Enhanced Vertical Diffusion¶
The enhanced vertical diffusion option increases the amount of vertical mixing locally whenever an unstable density stratification is encountered. It accomplishes this by changing the vertical eddy coefficient to a namelist set value
Note that the tubulent kinetic energy closure schemes inherently produce higher eddy coefficients whenever the squared buoyancy frequency is negative. As such, we have observed a warning in
ocean.output when using enhanced vertical diffusion in conjunction with a turbulent kinetic energy closure. However, several simulations with no enhanced vertical diffusion have been unsuccessful so we need a reliable way of dealing with unstable stratifications and will continue to use the enhanced vertical diffusion.

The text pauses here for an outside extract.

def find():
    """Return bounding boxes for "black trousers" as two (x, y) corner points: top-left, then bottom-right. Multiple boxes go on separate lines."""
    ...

As noted in the discussion on lateral viscosity (Lateral Dynamics), the model often experiences instablilty near the islands where vertical mixing is expected. Several experiments with a higher enhanced vertical diffusion parameter
rn_avevd have remained stable, even at low lateral viscosity. There will be a balance between an appropriate amount of vertical diffusion and a low enough lateral viscosity.
The simulations performed to date are outlined in Lateral Dynamics.
Warner, J.C., Sherwood, C.R., Arango, H.G., and Signell, R.P.: Performance of four turbulence closure models implemented using a generic length scale method, Ocean Modelling, 8, 81-115, 2005.